A procuradora internacional Almudena Bernabeu, que irá estar presente no caso em Madri por parte da CJA, declarou: “Responsabilizar um oficial militar do alto escalão pelo massacre dos jesuítas é significativo em vários níveis. Primeiro, teremos condições de encontrar a [plena] verdade que os jesuítas e os salvadorenhos vêm exigindo há tanto tempo. A verdade e a responsabilização darão força a todos aqueles que estão tentando pôr um fim ao ciclo de violência em El Salvador, algo que ressurgiu em níveis não vistos desde a guerra civil.
A decisão da juíza Swank é uma reafirmação dos esforços feitos pelo juiz espanhol Eloy Velasco de manter viva a jurisdição universal daquele país [a Espanha], de desafiar a impunidade e de processar os violadores dos direitos humanos”.
As incursões da Polícia Civil Nacional em El Salvador, que começaram poucas horas depois que a decisão de Swank foi protocolada, até agora prendeu quatro dos outros 16 procurados pelo tribunal espanhol além de Montano.

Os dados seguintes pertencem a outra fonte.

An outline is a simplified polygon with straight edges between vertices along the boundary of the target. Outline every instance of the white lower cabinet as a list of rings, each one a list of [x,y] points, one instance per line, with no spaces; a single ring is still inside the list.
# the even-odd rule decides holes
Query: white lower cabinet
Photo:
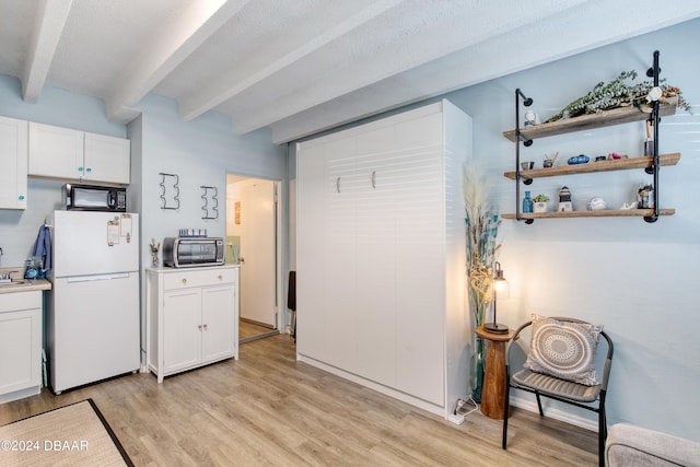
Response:
[[[0,294],[0,402],[42,388],[42,292]]]
[[[238,358],[238,267],[148,269],[148,362],[163,377]]]
[[[445,417],[468,394],[470,135],[442,101],[296,148],[298,358]]]

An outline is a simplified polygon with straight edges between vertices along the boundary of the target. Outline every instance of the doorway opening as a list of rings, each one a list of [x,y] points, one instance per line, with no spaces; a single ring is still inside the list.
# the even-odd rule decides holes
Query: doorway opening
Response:
[[[241,265],[238,343],[279,334],[280,182],[226,174],[226,264]]]

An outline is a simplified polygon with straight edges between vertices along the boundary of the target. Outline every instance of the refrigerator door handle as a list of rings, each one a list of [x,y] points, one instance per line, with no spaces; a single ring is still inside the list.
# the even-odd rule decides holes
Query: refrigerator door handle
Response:
[[[92,275],[92,276],[73,276],[67,279],[70,282],[89,282],[97,280],[126,279],[129,272],[120,272],[116,275]]]

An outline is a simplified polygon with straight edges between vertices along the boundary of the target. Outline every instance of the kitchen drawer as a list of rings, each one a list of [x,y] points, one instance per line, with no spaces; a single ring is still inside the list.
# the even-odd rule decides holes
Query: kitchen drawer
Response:
[[[163,277],[165,290],[187,289],[190,287],[218,285],[221,283],[234,283],[237,269],[198,269],[168,272]]]
[[[42,307],[42,292],[0,293],[0,313]]]

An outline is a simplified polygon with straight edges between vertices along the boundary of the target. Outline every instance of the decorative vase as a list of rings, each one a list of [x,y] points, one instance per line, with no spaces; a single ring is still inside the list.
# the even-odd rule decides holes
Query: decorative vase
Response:
[[[474,335],[474,354],[471,355],[471,398],[475,402],[481,404],[481,390],[483,389],[483,339],[476,334]]]
[[[488,269],[472,270],[470,273],[469,307],[471,308],[474,329],[485,323],[491,307],[490,296],[491,275]],[[471,332],[471,364],[469,365],[469,386],[471,397],[477,404],[481,402],[481,390],[483,389],[483,373],[486,363],[486,347],[483,339]]]

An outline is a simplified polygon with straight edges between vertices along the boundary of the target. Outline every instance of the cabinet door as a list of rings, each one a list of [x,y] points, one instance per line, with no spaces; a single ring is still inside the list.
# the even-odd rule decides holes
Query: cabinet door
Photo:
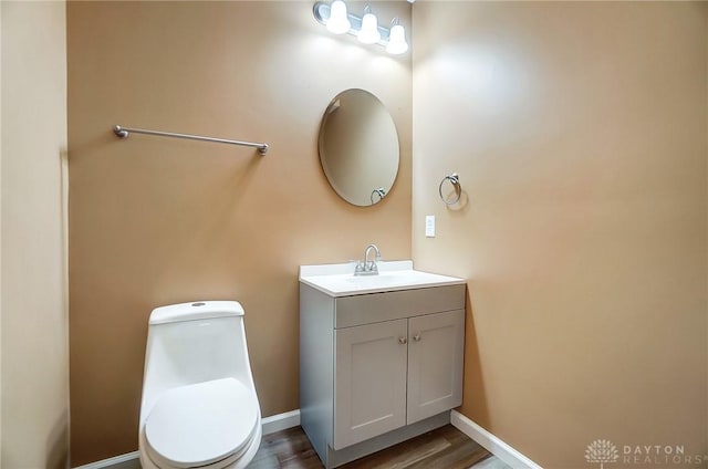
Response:
[[[334,334],[334,449],[406,425],[407,320]]]
[[[413,424],[462,403],[465,310],[409,321],[407,423]]]

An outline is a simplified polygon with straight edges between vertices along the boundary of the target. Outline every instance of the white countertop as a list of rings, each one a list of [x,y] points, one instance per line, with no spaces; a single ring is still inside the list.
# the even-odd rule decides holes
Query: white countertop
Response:
[[[300,265],[300,281],[330,296],[465,284],[465,279],[413,269],[413,261],[379,261],[378,275],[354,275],[356,262]]]

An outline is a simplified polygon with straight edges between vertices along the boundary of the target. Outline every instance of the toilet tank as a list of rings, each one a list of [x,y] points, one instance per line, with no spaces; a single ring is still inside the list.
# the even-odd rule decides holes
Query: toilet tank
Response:
[[[143,397],[175,386],[235,377],[253,386],[236,301],[205,301],[153,310],[147,333]]]

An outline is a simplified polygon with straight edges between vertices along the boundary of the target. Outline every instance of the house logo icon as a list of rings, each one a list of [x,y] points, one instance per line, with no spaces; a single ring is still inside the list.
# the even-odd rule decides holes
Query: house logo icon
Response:
[[[587,445],[587,449],[585,449],[585,460],[587,462],[600,462],[600,469],[604,469],[605,463],[617,462],[617,459],[620,459],[617,447],[610,440],[595,440]]]

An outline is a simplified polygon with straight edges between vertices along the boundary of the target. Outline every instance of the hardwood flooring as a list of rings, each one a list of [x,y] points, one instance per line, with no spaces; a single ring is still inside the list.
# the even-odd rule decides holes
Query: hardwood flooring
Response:
[[[467,469],[490,452],[451,425],[342,466],[342,469]],[[489,466],[489,465],[487,465]],[[504,467],[499,466],[500,468]],[[300,427],[263,437],[248,469],[322,469]]]

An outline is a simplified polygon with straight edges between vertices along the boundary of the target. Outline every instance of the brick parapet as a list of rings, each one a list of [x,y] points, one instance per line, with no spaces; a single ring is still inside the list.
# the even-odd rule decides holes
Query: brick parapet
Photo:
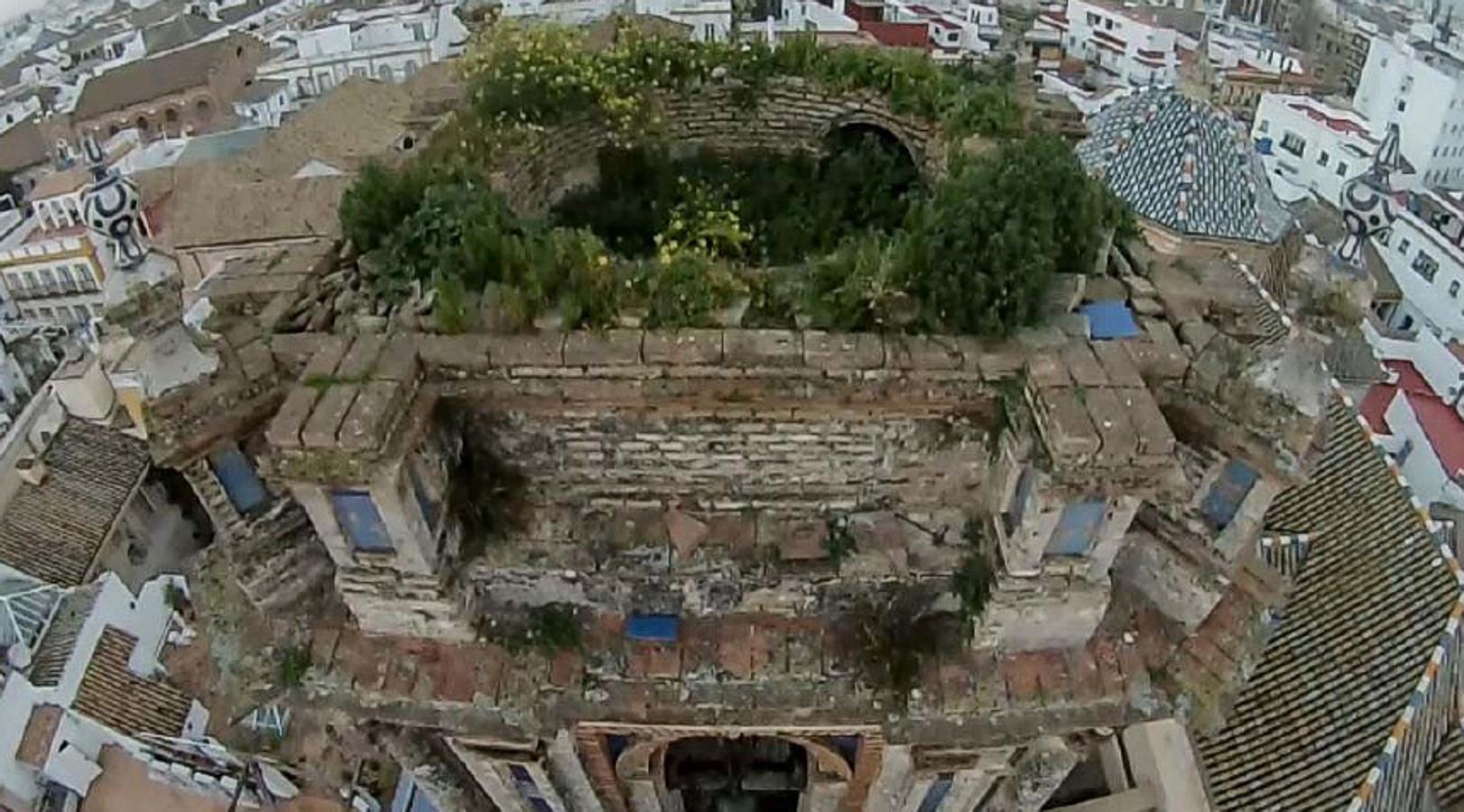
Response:
[[[678,149],[761,149],[823,152],[826,138],[843,126],[878,127],[893,135],[928,174],[944,165],[938,130],[911,116],[899,116],[873,92],[827,92],[798,79],[774,79],[755,91],[736,83],[703,85],[656,101],[662,119],[659,136]],[[495,186],[520,211],[542,214],[565,192],[593,184],[599,151],[615,143],[599,119],[580,119],[534,133],[509,151],[495,176]]]

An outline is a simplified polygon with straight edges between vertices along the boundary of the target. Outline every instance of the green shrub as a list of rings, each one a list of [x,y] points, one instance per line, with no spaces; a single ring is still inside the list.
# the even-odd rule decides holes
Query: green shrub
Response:
[[[281,688],[299,688],[305,674],[310,673],[310,650],[305,645],[287,645],[275,653],[275,679]]]
[[[914,221],[909,293],[927,326],[1010,335],[1037,323],[1057,274],[1086,274],[1120,212],[1066,142],[1029,136],[960,162]]]
[[[694,42],[622,28],[615,44],[590,48],[584,34],[559,25],[499,22],[463,59],[471,111],[496,127],[546,126],[599,114],[624,136],[656,132],[653,97],[719,76],[755,104],[779,76],[829,91],[874,91],[900,114],[941,123],[950,135],[1012,135],[1022,111],[1012,97],[1015,69],[947,67],[922,53],[820,47],[813,37],[764,42]]]
[[[341,233],[363,253],[381,247],[422,206],[429,184],[423,167],[395,171],[369,161],[341,196]]]

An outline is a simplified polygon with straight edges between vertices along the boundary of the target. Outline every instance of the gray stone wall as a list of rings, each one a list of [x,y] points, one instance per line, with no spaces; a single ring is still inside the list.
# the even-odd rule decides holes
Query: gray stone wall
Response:
[[[875,94],[829,94],[801,79],[774,80],[755,94],[707,85],[659,99],[657,113],[665,127],[657,135],[681,151],[820,152],[830,132],[862,124],[892,133],[928,173],[943,161],[928,121],[896,116]],[[512,151],[495,184],[520,211],[542,214],[567,192],[599,180],[594,157],[609,143],[610,130],[594,119],[552,127]]]

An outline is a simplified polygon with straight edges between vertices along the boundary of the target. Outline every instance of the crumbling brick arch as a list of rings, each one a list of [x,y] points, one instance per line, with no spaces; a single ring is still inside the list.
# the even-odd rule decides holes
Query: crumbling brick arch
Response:
[[[657,101],[662,129],[653,133],[673,149],[764,149],[821,154],[830,138],[849,127],[887,133],[927,176],[943,171],[938,127],[895,113],[871,92],[836,94],[804,79],[779,79],[755,102],[735,85],[709,85]],[[612,142],[599,119],[580,119],[539,133],[507,155],[495,186],[520,212],[542,215],[574,189],[599,181],[596,158]]]
[[[928,164],[931,157],[930,133],[916,130],[893,113],[878,108],[855,110],[832,119],[820,133],[824,145],[834,143],[840,135],[870,132],[890,143],[899,143],[911,162],[925,174],[938,174],[940,167]]]

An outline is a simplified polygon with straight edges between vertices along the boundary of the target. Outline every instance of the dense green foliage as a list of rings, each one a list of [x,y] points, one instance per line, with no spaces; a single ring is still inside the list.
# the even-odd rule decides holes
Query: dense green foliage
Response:
[[[403,168],[366,167],[343,199],[343,231],[366,252],[376,296],[435,291],[441,332],[631,319],[1007,335],[1039,317],[1054,275],[1088,272],[1104,230],[1127,218],[1057,138],[957,151],[928,183],[871,127],[837,130],[821,157],[673,155],[653,138],[627,139],[602,152],[599,187],[549,219],[518,215],[474,152],[498,149],[493,133],[597,111],[650,136],[649,91],[717,70],[750,102],[769,79],[799,76],[878,91],[947,133],[1009,133],[1017,121],[996,69],[804,41],[770,51],[622,34],[593,50],[556,26],[492,29],[467,60],[468,107],[451,136]]]
[[[873,91],[895,113],[938,121],[952,135],[1013,135],[1022,114],[1012,98],[1015,70],[946,67],[924,53],[824,48],[793,37],[763,42],[694,42],[621,29],[613,47],[593,48],[580,29],[499,23],[466,59],[471,110],[499,127],[545,126],[599,113],[622,135],[654,132],[657,91],[731,80],[755,104],[776,78],[799,78],[833,92]]]
[[[919,187],[903,148],[870,133],[832,145],[827,159],[752,151],[672,158],[663,149],[612,148],[600,155],[600,184],[562,200],[555,219],[594,231],[619,255],[651,256],[657,236],[687,211],[731,211],[747,244],[713,253],[792,265],[858,233],[897,230]]]
[[[1086,274],[1121,206],[1054,136],[957,165],[911,228],[906,290],[928,325],[1009,334],[1041,315],[1053,277]]]

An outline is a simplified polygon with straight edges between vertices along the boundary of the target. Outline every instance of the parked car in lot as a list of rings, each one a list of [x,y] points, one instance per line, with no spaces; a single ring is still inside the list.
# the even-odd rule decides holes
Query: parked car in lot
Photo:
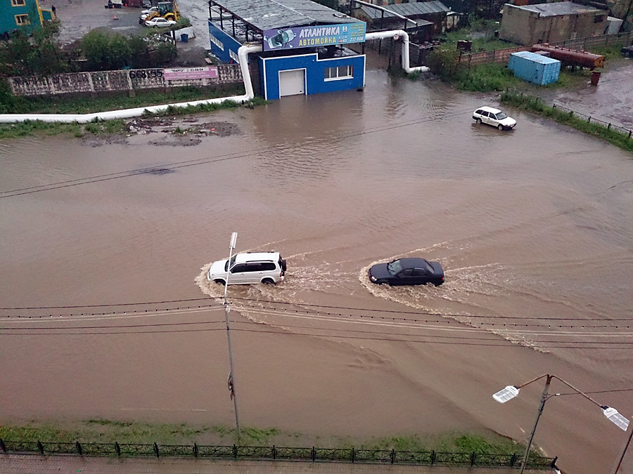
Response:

Originalmente, Velasco indiciou vinte salvadorenhos, mas dois concordaram em cooperar com o tribunal e o terceiro, o Col. Rene Emilio Ponce, chefe do Estado-Maior, morreu em 2011. Foi Ponce, formado pela Escola das Américas – que, mais tarde, se tornaria ministro da Defesa –, quem deu as ordens para matar Ellacuría.
Entre os quatro detidos está o Col. Guillermo Benavides.
Segundo uma Comissão da Verdade de 1993, das Nações Unidas, Benavides era o diretor do Colégio Militar que recebeu as ordens de Ponce para assassinar Ellacuría e não deixar nenhuma testemunha. Benavides, por sua vez, deu a ordem aos oficiais sob o seu comando e, mais tarde, substituiu os canos das armas do crime de forma que não fossem identificados nos testes balísticos. Benavides também ordenou que fossem queimados todos os livros de registro com as entradas e saídas do Colégio Militar. Em uma ação judicial no ano de 1991, ele foi considerado culpado de todos os assassinatos e por investigar e conspirar para cometer atos de terrorismo. Ele e o tenente Yusshy René Mendoza Vallecillos foram os únicos a irem para a prisão pelas atrocidades.
A citada Comissão da Verdade afirmou que a prisão deles era “injusta (…) quando as pessoas responsáveis por planejar os assassinatos e a pessoa que deu a ordem para assassinar continuam em liberdade”.
Com o desenrolar das ações, os dois foram soltos em 1993 como o resultado da lei de anistia que foi empurrada para aprovação da legislatura salvadorenha pelo partido de direita Aliança Republicana Nacionalista – ARENA, apenas cindo cias depois que a Comissão da Verdade anunciou que os militares salvadorenhos e os seus esquadrões da morte tinham cometido 85% das piores atrocidades da guerra.
Em 2012, a Corte Interamericana dos Direitos Humanos decidiu que uma lei de anistia não pode proteger perpetradores de crimes de guerra. Mas a Suprema Corte de El Salvador ainda terá de se pronunciar a respeito de uma ação que contesta a lei de anistia, ação impetrada pelo Instituto dos Direitos Humanos da Universidade Centro-Americana e outros grupos.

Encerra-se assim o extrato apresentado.